Wer vier Stadträte stellt, kann eine Fraktion bilden. Das bringt Vorteile, aber nur Grüne, CSU und SPD erreichten dafür genügen Stimmen. Deshalb bilden kleine Parteien nach der Kommunalwahl Bündnisse. Vier Allianzen stehen bereits

  • ÖDP, Freie Wähler und Vertreter der München-Liste schließen sich im Stadtrat München zu Fraktion zusammen
  • Dadurch haben sie viele Vorteile
  • Kommunalwahl München: NurGrüne, CSU und SPD mit genügend Sitzen, um eine Fraktion bilden zu können

Update 3. April, 15 Uhr: FDP und Bayernpartei schließen sich ebenfalls zu einer Fraktionsgemeinschaft im Rathaus München zusammen.  Bei der Kommunalwahl gewann die FDP drei Sitze, die Bayernpartei stellt einen Stadtrat. Damit haben sie zusammen die notwendigen vier Mandate, um eine Fraktion zu bilden. 

 Der neue Fraktionsvorsitzende Jörg Hoffmann sagt: "München braucht machbare und bezahlbare Lösungen für den Bereich Wohnungsbau und noch eine viel bürgerfreundlichere Stadtplanung und -verwaltung als bisher."

Volt schließt sich der SPD an

Felix Sproll, Stadtrat der Partei Volt, ist mit der SPD eine Fraktionsgemeinschaft eingegangen. Er habe mit mehreren Parteien Gespräche geführt: "Nach einem ausführlichen Vergleich unserer Kommunalwahlprogramme konnten wir viele Gemeinsamkeiten zwischen der SPD und uns feststellen. Ich bin davon überzeugt, dass wir in den nächsten Jahren gut zusammenarbeiten werden", so Sproll.

Die SPD-Fraktionsvorsitzende Verena Dietl freut sich auf neue Impulse von Volt. Sie sagt: "DieSPD und Volt – das passt. Denn Volt steht dafür, die besten Ideen aus Europa in München umzusetzen. Für diesen europafreundlichen, offenen und fortschrittlichen Kurs stehen auch wir."

SPD und Volt haben zusammen 19 Sitze im Stadtrat München

Nun suchen noch die Linke und die PARTEI nach Partnern. Mit der AfD spricht wohl niemand. 

ÖDP und Freie Wähler bilden Allianz mit München-Liste-Stadtrat

München - ÖDP und Freie Wähler schließen sich im Stadtrat München zu einer Fraktion zusammen. Bei den übrigen kleinen Parteien laufen derzeit die Verhandlungen über neue Bündnisse. 

Denn bei der Kommunalwahl in München gewannen nur Grüne, CSU und SPD genügend Sitze, dass sie eine Fraktion bilden können. Vier Stadträte sind dafür mindestens notwendig. Der Fraktionsstatus ist wichtig, um Vorteile bei der Besetzung wichtiger Gremien wie der Ausschüsse oder des Ältestenrats oder finanziellen Zuwendungen zu haben. 

Kommunalwahl München: Sechs Stadträte für Fraktion von ÖDP und Freien Wählern

ÖDP und Freie Wähler stellen zusammen mit Tobias Ruff, Sonja Haider und Nicola Holtmann (jeweils ÖDP sowie Hans-Peter Mehling und Rudolf Schabl (jeweils Freie Wähler) fünf Stadträte.
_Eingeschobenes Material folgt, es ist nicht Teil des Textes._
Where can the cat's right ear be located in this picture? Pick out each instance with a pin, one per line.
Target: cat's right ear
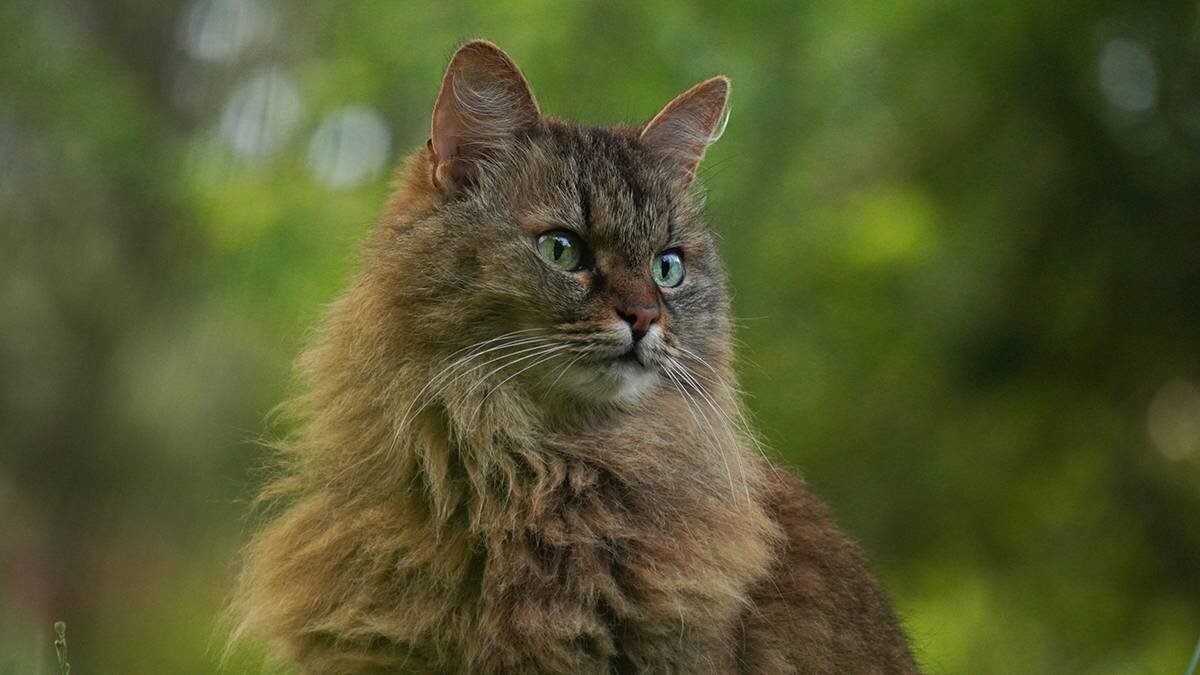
(484, 102)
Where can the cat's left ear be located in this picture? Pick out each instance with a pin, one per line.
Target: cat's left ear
(687, 126)
(484, 103)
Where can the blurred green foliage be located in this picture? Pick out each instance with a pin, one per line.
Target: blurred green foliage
(964, 240)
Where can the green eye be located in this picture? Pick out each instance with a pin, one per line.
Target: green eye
(562, 250)
(667, 269)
Außerdem stößt Dirk Höpner von der München-Liste zu der Fraktionsgemeinschaft. Allerdings tritt er als Einzelstadtrat und nicht als Vertreter der München-Liste bei. 

Ihr Ziel ist es, die Nachverdichtung und die Bebauung der letzten Freiflächen zu bekämpfen sowie Grünflächen und  Frischluftschneisen zu bewahren.
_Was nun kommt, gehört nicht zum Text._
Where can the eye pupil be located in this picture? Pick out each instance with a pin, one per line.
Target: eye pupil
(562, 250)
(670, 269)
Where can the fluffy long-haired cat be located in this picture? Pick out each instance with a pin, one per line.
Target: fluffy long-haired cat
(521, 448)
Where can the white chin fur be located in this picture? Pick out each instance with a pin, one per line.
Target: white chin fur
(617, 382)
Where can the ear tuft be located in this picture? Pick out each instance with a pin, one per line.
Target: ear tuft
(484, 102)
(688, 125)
"Mit dem neuen Bündnis setzen wir uns in Fraktionsstärke für eine nachhaltige, sozial und ökologisch verträgliche Stadtentwicklung ein. Wir bringen eine Politik für die Bürger und nicht für die Bauträger auf den Weg", sagt der neue Fraktionssprecher Tobias Ruff.  
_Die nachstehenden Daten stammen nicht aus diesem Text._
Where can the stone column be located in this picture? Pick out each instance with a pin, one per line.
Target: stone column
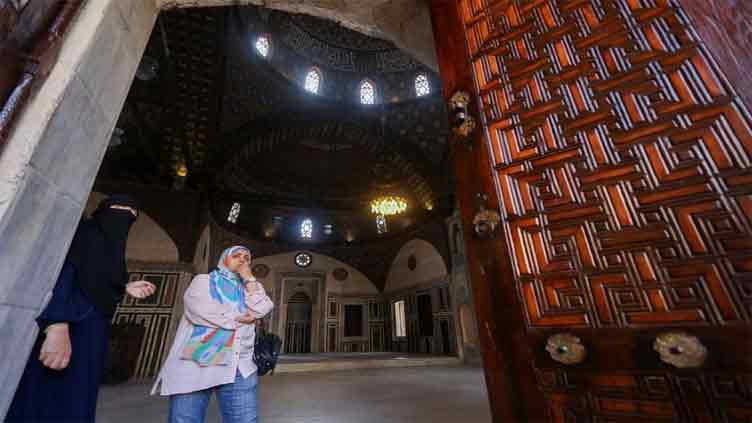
(48, 166)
Rosa Liste setzt Zusammenarbeit mit Grünen fort

Auch die Rosa Liste hat bereits einen Partner im Stadtrat München gefunden. Wie in den vergangenen Jahren wird sich Stadtrat Thomas Niederbühl den Grünen anschließen.

Bei den übrigen sechs Parteien, die bei der Kommunalwahl zwischen einem und drei Sitzen im Stadtrat München erreicht haben, gibt es noch nichts zu vermelden. 

Die FDP, die Linke, die Bayernpartei, die PARTEI und Volt suchen noch nach Partnern. Mit der AfD spricht wohl niemand. 

Bei den Kommunalwahlen im März gewannen in München vor allem die Grünen - und wurden zur stärksten Fraktion im Stadtrat. Jetzt starten die Koalitionsverhandlungen mit der SPD.